Substitute $300\text{kPa}$ for $P_1$, $287\text{J}/\text{kg}\cdot \text{K}$ for $R$ and $500\text{K}$ for $T_1$ in Equation (III).

   $\begin{array}{c}{\rho }_1=\frac{300\text{kPa}}{287\text{J}/\text{kg}\cdot \text{K}\times 500\text{K}}\\ =\frac{300\text{kPa}\times \frac{1000\text{Pa}}{1\text{kPa}}}{143500\text{J}/\text{kg}\times \frac{1\text{N}\cdot \text{m}/\text{kg}}{1\text{J}/\text{kg}}}\\ =\frac{300000\text{Pa}\times \frac{1\text{N}/{\text{m}}^{\text{2}}}{1\text{Pa}}}{143500\text{N}\cdot \text{m}/\text{kg}}\\ =2.09059\text{kg}/{\text{m}}^{\text{3}}\end{array}$

Substitute $2.09059\text{kg}/{\text{m}}^{\text{3}}$ for ${\rho }_1$, $4\text{cm}$ for $D_h$ and $70\text{m}/\text{s}$ for $V_1$ in Equation (V).
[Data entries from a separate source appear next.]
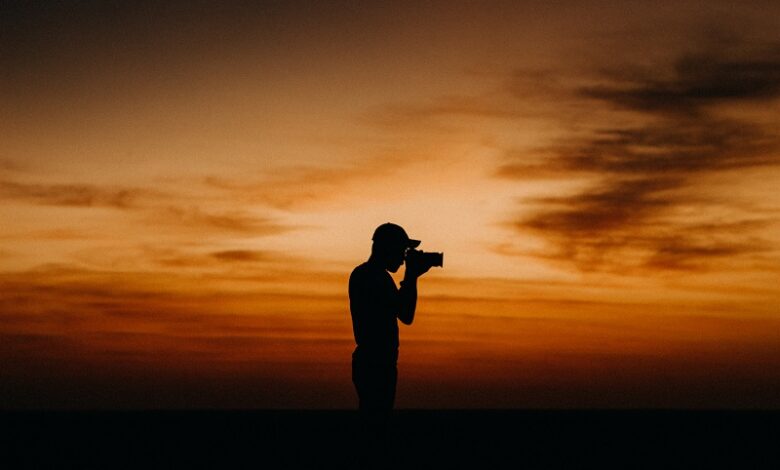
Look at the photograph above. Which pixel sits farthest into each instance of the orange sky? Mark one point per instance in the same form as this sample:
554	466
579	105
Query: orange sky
185	188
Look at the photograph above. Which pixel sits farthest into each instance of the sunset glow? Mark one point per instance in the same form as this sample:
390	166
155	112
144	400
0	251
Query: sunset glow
186	186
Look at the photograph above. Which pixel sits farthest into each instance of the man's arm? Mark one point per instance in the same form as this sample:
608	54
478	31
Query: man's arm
407	295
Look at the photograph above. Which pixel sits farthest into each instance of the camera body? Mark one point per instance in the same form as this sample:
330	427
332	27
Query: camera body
423	258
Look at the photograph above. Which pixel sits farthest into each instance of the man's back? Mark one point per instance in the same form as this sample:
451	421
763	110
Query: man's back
373	301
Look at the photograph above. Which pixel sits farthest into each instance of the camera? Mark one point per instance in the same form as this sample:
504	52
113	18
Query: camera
424	258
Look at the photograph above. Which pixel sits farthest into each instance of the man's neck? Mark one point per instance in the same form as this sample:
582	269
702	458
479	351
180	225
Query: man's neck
376	262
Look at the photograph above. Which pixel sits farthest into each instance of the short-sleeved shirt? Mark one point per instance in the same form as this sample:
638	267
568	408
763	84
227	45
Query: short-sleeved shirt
374	304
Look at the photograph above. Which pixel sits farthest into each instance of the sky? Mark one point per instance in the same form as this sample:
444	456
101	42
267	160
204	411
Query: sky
185	187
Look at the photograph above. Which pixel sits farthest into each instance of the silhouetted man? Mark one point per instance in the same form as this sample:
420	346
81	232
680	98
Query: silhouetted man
376	305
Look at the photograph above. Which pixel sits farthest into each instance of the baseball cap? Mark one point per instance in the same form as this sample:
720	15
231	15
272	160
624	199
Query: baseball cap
390	233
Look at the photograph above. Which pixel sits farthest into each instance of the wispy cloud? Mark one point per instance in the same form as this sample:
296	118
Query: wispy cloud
79	195
642	173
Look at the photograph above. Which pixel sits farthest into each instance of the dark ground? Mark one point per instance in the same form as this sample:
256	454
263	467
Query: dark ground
422	439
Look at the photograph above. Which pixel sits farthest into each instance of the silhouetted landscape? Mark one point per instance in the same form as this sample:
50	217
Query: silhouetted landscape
421	439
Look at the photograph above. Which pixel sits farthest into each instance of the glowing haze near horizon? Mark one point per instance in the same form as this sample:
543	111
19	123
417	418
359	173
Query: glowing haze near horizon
185	187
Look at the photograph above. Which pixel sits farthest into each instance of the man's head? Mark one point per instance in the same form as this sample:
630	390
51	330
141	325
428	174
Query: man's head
390	245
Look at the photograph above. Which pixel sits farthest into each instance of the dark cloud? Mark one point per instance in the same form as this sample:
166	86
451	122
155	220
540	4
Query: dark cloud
697	81
240	255
644	170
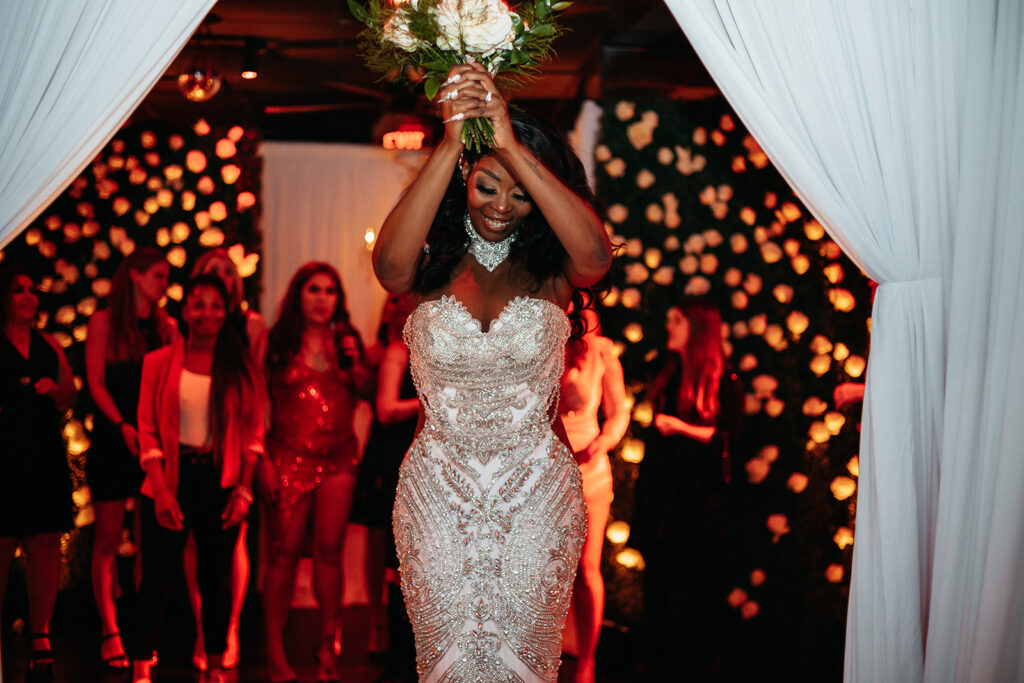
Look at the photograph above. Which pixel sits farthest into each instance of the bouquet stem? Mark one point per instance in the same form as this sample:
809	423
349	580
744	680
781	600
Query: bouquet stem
478	134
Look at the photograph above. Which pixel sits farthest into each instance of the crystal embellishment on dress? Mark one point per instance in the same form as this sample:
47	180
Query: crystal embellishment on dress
487	254
489	519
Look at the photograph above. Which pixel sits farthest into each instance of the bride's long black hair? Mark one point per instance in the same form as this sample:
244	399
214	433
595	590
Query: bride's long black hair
536	245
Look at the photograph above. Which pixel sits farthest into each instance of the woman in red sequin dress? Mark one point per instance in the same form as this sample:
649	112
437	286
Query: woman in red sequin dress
315	372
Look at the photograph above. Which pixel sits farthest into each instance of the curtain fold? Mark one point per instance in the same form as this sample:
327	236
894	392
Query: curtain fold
976	626
897	123
71	73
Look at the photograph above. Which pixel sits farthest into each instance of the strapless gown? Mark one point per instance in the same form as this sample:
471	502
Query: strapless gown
489	518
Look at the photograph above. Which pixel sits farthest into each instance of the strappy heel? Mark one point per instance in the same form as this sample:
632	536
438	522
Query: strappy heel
41	663
115	663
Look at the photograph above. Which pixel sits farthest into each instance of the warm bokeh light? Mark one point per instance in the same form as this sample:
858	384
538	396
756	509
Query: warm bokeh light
633	332
230	173
617	531
844	538
630	558
835	573
843	487
633	450
854	366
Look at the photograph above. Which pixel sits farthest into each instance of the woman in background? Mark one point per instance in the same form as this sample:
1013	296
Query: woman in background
131	325
252	328
396	408
315	371
593	379
201	433
680	518
35	481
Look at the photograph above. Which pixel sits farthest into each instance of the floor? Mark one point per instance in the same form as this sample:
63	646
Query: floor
77	651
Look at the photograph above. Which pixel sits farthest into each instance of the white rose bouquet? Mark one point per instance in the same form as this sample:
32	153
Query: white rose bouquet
421	40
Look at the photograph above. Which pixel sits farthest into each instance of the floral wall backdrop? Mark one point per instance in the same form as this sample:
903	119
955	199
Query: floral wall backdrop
700	211
183	191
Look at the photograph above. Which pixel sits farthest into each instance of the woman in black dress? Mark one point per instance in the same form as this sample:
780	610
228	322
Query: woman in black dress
119	336
679	524
35	480
395	411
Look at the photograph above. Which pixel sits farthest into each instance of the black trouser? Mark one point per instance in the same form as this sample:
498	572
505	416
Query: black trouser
202	502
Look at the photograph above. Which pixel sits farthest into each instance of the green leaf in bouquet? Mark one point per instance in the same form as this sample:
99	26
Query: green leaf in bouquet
357	11
436	65
431	86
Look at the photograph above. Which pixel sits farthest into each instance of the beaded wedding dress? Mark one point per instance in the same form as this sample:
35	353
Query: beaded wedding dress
489	518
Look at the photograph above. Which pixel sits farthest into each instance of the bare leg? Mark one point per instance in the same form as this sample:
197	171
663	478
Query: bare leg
8	547
589	588
376	540
43	577
332	502
196	599
240	582
110	522
280	582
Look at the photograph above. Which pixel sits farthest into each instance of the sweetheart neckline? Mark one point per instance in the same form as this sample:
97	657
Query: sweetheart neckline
491	326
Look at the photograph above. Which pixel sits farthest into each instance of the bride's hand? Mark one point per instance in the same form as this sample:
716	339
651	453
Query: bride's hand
470	92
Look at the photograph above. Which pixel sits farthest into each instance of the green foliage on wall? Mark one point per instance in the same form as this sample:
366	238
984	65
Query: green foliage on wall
183	191
700	212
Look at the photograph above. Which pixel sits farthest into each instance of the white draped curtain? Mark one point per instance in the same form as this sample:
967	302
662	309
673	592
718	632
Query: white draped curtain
899	124
71	73
318	202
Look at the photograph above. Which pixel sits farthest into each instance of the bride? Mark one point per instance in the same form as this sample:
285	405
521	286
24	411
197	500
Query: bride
489	518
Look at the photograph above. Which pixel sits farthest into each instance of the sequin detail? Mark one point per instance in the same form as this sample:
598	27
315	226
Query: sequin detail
311	436
489	518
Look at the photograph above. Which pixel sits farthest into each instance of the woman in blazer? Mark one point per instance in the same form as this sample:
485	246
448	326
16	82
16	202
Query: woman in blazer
201	433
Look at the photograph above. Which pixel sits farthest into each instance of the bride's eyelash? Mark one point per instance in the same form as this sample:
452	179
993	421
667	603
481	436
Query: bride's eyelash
492	191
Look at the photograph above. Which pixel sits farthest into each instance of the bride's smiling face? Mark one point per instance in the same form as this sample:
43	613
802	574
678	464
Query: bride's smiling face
497	204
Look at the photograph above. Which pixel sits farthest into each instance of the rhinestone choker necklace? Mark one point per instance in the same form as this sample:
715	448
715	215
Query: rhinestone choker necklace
487	254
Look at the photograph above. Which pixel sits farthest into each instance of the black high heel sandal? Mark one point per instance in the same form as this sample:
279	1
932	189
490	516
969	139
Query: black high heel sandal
115	663
41	663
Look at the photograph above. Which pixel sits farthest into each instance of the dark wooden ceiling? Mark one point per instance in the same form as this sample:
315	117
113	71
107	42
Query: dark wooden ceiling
312	84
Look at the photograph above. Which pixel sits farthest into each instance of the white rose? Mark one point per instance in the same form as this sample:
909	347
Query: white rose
396	32
481	27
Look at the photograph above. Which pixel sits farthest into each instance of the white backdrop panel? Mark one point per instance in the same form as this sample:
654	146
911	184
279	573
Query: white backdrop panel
318	201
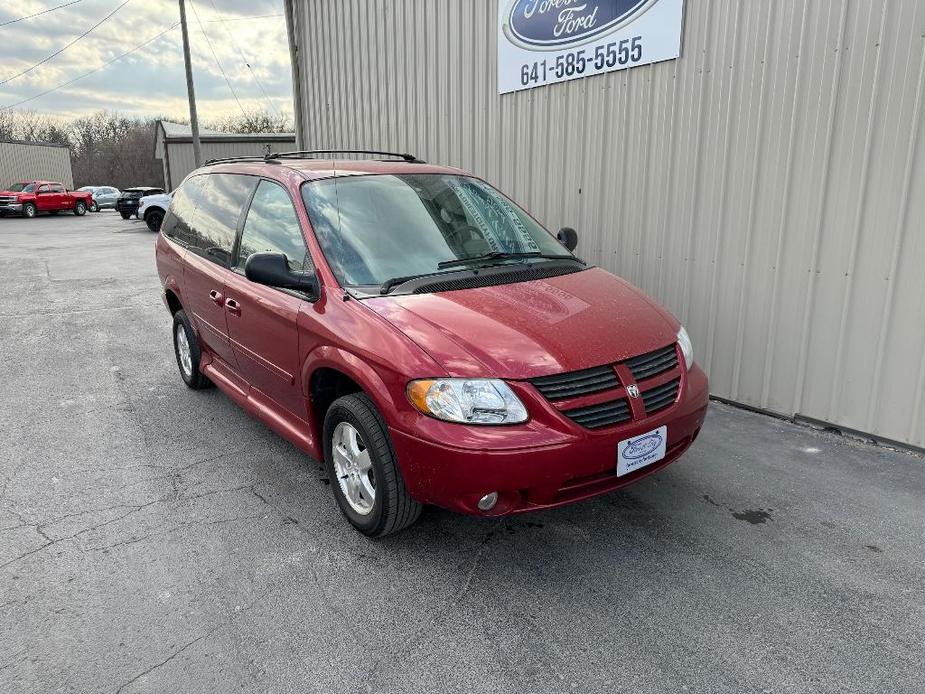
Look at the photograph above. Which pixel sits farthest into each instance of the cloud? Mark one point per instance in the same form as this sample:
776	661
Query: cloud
150	81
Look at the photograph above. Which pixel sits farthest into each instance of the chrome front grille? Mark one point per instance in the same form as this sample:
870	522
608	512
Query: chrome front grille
575	383
662	396
598	416
652	364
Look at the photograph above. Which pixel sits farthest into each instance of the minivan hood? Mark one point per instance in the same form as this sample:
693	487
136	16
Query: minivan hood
535	328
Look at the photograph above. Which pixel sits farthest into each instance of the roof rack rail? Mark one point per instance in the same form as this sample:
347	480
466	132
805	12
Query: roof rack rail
227	160
410	158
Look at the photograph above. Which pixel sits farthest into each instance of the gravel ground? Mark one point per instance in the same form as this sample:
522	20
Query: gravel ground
154	539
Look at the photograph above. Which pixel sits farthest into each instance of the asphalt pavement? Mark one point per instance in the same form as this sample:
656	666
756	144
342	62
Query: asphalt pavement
155	539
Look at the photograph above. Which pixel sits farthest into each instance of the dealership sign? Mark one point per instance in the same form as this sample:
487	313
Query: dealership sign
546	41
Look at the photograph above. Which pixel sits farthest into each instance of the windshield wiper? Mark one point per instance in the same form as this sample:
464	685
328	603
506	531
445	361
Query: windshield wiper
500	255
389	285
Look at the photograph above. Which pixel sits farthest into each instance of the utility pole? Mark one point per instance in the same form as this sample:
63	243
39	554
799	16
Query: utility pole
194	117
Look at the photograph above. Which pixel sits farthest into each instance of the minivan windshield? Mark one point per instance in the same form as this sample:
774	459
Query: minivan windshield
376	228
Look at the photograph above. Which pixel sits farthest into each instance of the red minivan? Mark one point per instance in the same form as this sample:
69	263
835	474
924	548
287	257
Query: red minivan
421	334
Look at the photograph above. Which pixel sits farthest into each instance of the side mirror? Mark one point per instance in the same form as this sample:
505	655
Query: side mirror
568	237
272	269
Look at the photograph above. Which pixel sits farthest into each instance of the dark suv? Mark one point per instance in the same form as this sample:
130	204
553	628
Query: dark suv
421	334
127	202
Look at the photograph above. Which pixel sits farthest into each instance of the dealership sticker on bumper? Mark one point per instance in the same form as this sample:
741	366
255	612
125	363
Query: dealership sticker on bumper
641	450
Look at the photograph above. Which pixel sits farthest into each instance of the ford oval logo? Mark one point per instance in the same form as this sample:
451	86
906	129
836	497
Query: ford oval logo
640	448
545	24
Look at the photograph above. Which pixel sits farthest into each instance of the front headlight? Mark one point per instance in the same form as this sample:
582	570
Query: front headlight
468	401
687	349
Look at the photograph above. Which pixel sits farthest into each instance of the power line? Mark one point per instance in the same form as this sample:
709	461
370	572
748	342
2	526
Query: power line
243	57
87	74
215	55
244	19
64	48
38	14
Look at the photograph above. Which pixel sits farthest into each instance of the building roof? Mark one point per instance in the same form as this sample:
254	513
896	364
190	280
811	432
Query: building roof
33	144
180	132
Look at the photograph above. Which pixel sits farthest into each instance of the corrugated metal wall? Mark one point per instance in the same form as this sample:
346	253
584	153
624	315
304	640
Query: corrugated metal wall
182	162
768	187
20	161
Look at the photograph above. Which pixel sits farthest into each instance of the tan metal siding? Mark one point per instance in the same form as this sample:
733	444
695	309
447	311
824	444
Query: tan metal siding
23	162
768	187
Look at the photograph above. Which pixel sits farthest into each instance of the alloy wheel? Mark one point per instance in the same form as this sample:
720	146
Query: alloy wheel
354	468
184	352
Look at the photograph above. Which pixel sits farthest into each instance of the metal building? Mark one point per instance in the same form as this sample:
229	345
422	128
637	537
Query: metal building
28	161
174	147
768	186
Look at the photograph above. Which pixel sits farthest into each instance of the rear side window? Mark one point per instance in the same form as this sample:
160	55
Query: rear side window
182	208
215	222
272	225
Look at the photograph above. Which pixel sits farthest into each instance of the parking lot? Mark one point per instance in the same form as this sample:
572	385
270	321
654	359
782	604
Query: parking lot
156	539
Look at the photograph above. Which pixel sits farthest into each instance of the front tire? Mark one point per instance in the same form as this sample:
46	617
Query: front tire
363	468
154	219
186	349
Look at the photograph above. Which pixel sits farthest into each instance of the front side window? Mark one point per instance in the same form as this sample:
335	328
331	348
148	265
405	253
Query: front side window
375	228
272	226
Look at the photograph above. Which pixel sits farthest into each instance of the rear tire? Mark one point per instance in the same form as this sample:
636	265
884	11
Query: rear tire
154	219
186	349
392	508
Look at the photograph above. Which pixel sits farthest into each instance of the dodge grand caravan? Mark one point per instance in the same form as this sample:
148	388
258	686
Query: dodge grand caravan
421	334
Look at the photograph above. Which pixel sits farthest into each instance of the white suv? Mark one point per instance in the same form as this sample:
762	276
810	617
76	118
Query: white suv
152	209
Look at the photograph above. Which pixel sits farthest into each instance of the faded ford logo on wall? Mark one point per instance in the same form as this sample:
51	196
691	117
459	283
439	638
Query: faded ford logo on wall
642	447
549	24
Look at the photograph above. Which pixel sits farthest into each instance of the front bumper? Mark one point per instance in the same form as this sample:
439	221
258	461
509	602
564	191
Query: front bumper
569	466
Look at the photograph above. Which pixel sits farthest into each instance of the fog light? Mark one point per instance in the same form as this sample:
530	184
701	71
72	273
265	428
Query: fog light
487	502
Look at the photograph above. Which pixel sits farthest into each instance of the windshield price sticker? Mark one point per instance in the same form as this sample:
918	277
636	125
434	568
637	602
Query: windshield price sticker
546	41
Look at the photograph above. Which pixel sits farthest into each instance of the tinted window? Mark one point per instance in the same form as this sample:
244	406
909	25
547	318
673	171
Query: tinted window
182	208
214	224
272	225
374	228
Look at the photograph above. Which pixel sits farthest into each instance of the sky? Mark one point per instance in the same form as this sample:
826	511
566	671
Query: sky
151	80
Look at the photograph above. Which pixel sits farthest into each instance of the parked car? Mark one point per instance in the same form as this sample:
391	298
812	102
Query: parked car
127	202
152	209
104	197
423	335
29	198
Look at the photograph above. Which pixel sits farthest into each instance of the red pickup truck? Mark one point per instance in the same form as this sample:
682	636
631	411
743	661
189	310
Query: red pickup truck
31	197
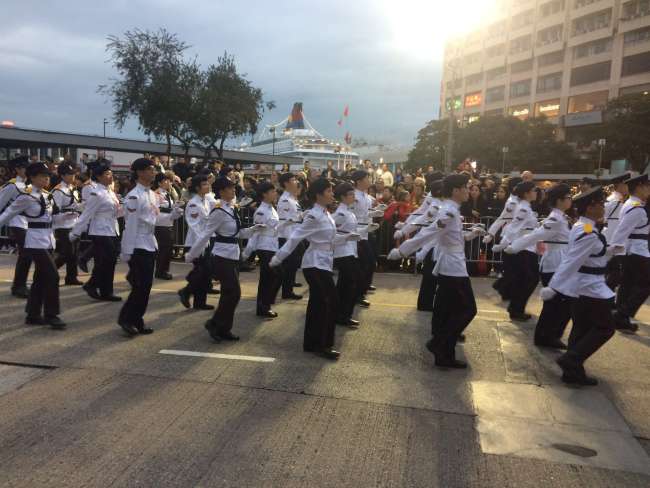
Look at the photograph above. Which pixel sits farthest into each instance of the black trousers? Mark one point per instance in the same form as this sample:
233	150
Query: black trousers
322	309
428	284
66	252
367	261
44	293
290	267
526	270
226	271
635	288
140	277
105	252
593	326
269	284
165	238
555	315
23	260
347	285
455	307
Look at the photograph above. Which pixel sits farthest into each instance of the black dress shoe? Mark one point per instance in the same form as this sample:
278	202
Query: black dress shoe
34	320
130	329
551	344
291	296
55	322
184	295
92	292
110	298
228	336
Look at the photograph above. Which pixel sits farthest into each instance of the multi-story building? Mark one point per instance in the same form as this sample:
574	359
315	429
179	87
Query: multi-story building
559	58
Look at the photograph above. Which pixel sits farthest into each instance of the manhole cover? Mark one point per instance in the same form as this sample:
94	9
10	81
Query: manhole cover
575	450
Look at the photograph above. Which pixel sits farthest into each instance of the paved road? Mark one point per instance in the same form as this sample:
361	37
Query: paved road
106	410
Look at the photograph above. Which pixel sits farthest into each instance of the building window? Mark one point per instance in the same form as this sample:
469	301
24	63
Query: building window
473	99
520	44
551	58
495	94
550	35
549	83
549	108
495	73
588	102
591	73
550	8
522	112
520	89
635	9
639	35
590	23
638	63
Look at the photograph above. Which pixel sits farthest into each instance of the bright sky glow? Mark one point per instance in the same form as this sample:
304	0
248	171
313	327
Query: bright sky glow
421	27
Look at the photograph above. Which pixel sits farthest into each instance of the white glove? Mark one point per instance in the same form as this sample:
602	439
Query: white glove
547	293
395	255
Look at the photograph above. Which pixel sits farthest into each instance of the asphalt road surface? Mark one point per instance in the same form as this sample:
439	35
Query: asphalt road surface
90	407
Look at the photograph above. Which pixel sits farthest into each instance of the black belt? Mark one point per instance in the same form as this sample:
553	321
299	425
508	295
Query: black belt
592	270
226	240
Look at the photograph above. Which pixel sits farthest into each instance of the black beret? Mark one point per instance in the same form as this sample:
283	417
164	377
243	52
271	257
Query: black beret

   $\begin{array}{c}\dot{m}=2.09059\text{kg}/{\text{m}}^{\text{3}}\times \left(\frac{\pi }{4}{\left(4\text{cm}\right)}^2\right)\times 70\text{m}/\text{s}\\ =2.09059\text{kg}/{\text{m}}^{\text{3}}\times \left(\frac{\pi }{4}{\left(4\text{cm}\times \frac{1\text{m}}{100\text{cm}}\right)}^2\right)\times 70\text{m}/\text{s}\\ =2.09059\text{kg}/{\text{m}}^{\text{3}}\times \left(\frac{\pi }{4}{\left(0.04\text{m}\right)}^2\right)\times 70\text{m}/\text{s}\\ =0.183\text{kg}/\text{s}\end{array}$

Conclusion:

The exit Mach number is $0.1873$.

The exit velocity is $84.16\text{m}/\text{s}$.

The mass flow rate of air is $0.183\text{kg}/\text{s}$.